私は母が佐賀西部出身ということもありある程度までは九州弁に馴染みがあるものの、この作品の方言はかなり程度が強く、知らない単語もいくつか存在し、文意をとることができずにゲームプレイに集中できない場面も少なからずあった。長崎をはじめとした九州弁、と紹介されているように、このゲームの翻訳のベースは長崎の言葉が使用されている。余談だが、私は「かわいい」という意味の「みじょか」という言葉を知らず、「むぞうか」という広く九州全域で使用されている形容詞を思い出してはじめて意味に気づいた。

この方言の使用については賛否が分かれているが、Steamレビューなどを見る限りにおいてはやはり遊びやすさの点で批判もなされており、「標準語」での字幕を要請するレビューもいくつか見られる。
ただし、この「標準語」は明治維新以降に制定された極めて人工的な概念であることにも留意したい。日本語について体系的に述べた「日本語百科大事典」には、明治時代における標準語と方言の扱いについて以下のような記述がある。

ところで、明治30年代以降、富国強兵の国策に応じた学校教育の中で、標準語の強制に関して、かなりのゆきすぎがあったことは否めない事実である。これは、一日も早く欧米諸国と肩を並べる国になりたいというかなしいあせりを背景に生じたものではあるが、しかしそのために方言は「悪いことば」、標準語は「良いことば」という誤った社会的評価が定着し、国家統一・中央集権を御旗にしての方言撲滅の運動さえもが起こるに至ったのである。そして、地方の多くの方言使用者がいわれなき差別の中で苦しんだのである。

日本語百科大事典(大修館書店、1988年)編:金田一 春彦、柴田 武、林 大

本作の翻訳について「訛っている」という指摘もあるが、そもそも「訛っている」という表現が標準語の支配的な地位を象徴しているとも言える。話者にとっては「訛っている」わけではなく、まったく正しいアクセントなのである。ちなみに、「標準語」という言葉に関する抵抗感は1980年前後までは全国的に広く共有されていたようで、「標準語」に代わり「共通語」という概念が使用されることが多かった。

以上の歴史的経緯を鑑みると、ゲーム翻訳で特定の方言を使う、という判断は、日本語の実態を考える上でも重要な試みであると個人的には考える。
はじめ、私は1970年代の石油掘削施設を舞台にしたゲームに九州北西部の言葉を使用することには一定以上の妥当性があると考えていた。というのも同地域には歴史的に重要な地位を占める炭鉱がいくつも存在しているからだ。福岡の三池炭鉱や長崎の軍艦島(まさしく、海によって隔絶された燃料供給拠点だ)などは高度経済成長に大きく寄与した場所でありながら、労働者たちの過酷な労働環境や強制徴用といった負の歴史もそこには横たわっている。近代化のための燃料を確保する命賭けの業務、という状況はゲームの内容とかなり重なる……のだが、どうやらこれは私の考えすぎだったようだ。

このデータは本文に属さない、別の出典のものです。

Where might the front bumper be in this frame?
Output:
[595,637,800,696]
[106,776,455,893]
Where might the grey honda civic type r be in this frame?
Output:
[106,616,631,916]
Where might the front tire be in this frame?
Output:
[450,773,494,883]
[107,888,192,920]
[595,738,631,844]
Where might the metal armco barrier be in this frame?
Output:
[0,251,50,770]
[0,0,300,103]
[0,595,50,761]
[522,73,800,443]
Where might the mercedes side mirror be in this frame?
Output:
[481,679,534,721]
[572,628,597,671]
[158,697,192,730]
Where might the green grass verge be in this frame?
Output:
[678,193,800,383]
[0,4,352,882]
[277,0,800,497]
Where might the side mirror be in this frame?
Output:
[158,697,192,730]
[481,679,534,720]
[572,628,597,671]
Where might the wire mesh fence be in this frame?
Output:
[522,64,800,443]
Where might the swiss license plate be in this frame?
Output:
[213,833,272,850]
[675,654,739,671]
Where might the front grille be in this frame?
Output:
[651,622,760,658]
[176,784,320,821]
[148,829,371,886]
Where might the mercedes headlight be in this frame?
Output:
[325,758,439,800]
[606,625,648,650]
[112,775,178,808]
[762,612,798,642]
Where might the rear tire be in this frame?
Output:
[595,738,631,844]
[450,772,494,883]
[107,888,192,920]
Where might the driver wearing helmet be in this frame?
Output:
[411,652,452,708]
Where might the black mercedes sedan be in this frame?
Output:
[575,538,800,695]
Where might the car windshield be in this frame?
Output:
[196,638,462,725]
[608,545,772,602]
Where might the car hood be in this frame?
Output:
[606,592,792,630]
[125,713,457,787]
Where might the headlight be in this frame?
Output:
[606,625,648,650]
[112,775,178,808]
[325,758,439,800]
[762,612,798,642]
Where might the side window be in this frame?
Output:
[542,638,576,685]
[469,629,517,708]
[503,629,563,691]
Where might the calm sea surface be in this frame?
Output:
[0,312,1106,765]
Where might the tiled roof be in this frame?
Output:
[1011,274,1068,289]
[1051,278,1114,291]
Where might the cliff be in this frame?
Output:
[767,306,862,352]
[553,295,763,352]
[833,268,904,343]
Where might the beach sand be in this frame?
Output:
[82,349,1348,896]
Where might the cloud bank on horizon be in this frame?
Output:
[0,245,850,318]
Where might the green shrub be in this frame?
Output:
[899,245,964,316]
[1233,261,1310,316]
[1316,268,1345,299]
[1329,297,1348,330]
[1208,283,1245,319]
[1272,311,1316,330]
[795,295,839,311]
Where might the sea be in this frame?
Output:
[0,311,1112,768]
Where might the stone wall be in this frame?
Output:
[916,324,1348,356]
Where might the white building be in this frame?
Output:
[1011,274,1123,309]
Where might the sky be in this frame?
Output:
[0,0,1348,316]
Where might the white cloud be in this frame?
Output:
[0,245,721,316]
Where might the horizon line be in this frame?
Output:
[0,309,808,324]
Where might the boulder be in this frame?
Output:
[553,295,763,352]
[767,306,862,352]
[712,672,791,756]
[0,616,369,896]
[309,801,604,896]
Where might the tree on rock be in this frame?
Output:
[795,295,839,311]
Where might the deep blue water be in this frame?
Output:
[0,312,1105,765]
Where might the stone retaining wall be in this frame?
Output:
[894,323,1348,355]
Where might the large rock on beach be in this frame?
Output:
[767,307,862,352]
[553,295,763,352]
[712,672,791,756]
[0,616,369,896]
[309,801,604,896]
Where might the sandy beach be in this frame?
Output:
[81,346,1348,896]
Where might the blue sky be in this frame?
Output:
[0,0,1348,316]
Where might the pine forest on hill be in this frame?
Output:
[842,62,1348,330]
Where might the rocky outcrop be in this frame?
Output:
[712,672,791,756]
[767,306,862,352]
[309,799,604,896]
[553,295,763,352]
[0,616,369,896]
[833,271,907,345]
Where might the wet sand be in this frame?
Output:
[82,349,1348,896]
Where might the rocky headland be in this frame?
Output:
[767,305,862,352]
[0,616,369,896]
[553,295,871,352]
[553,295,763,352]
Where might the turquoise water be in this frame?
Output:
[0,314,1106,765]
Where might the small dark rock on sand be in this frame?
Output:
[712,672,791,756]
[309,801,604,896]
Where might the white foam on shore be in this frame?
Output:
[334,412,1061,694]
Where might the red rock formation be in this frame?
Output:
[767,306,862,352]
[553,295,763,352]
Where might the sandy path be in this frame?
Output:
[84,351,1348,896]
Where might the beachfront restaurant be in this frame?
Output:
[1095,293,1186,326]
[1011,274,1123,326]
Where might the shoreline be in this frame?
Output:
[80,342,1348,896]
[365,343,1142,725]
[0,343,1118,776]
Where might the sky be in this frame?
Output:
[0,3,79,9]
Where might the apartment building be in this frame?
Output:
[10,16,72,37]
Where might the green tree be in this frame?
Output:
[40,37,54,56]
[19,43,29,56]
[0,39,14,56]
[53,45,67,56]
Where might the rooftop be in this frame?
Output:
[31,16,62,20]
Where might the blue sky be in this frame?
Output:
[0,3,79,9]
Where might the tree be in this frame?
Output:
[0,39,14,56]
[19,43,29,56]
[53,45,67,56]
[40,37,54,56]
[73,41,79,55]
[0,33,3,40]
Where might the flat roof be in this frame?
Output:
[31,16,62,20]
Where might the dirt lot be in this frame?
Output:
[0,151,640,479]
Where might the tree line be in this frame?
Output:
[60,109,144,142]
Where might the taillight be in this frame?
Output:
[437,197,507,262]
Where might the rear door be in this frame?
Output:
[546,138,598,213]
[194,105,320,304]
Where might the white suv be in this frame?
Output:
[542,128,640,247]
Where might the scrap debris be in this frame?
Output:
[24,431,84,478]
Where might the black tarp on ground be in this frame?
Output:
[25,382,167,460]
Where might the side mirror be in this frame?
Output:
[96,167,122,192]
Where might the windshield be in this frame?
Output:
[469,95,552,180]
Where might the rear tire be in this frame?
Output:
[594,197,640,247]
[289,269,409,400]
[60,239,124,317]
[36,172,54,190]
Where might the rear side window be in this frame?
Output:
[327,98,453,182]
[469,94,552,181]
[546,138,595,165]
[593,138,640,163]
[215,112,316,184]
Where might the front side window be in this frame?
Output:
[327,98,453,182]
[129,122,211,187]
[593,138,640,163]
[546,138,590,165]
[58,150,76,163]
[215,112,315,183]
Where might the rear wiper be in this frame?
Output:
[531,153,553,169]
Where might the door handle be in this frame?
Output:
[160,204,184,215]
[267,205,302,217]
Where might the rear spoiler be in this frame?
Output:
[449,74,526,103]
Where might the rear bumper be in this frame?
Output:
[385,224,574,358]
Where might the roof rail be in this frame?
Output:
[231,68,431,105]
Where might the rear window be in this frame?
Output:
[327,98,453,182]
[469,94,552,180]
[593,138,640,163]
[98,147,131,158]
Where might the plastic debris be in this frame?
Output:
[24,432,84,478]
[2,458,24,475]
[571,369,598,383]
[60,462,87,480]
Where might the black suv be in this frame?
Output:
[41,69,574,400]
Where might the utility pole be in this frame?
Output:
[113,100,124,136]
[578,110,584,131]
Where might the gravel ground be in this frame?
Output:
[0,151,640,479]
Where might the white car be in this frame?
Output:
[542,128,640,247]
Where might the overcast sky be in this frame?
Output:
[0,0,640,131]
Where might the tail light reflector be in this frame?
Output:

そしてこの方言の使用は、ゲーム制作チームの意向によるものが大きいことも明らかになっている。本作のパブリッシャー、Secret ModeのSocial Media ManagerであるSarah Dyerは、この九州弁の使用について「ワーキングクラス」で「田舎者」のスコティッシュアクセントの翻訳には非常にふさわしいものだと論じている。

そうですよね?!(九州弁は)ワーキングクラスの日本人のアクセントでもあると思いますし、このアクセントの人は時に「田舎者」とみなされることが多いから、ぴったりなんです。このアクセントがわかりにくいと言う日本のひとびともいますが、それはスコティッシュ版でも同じです!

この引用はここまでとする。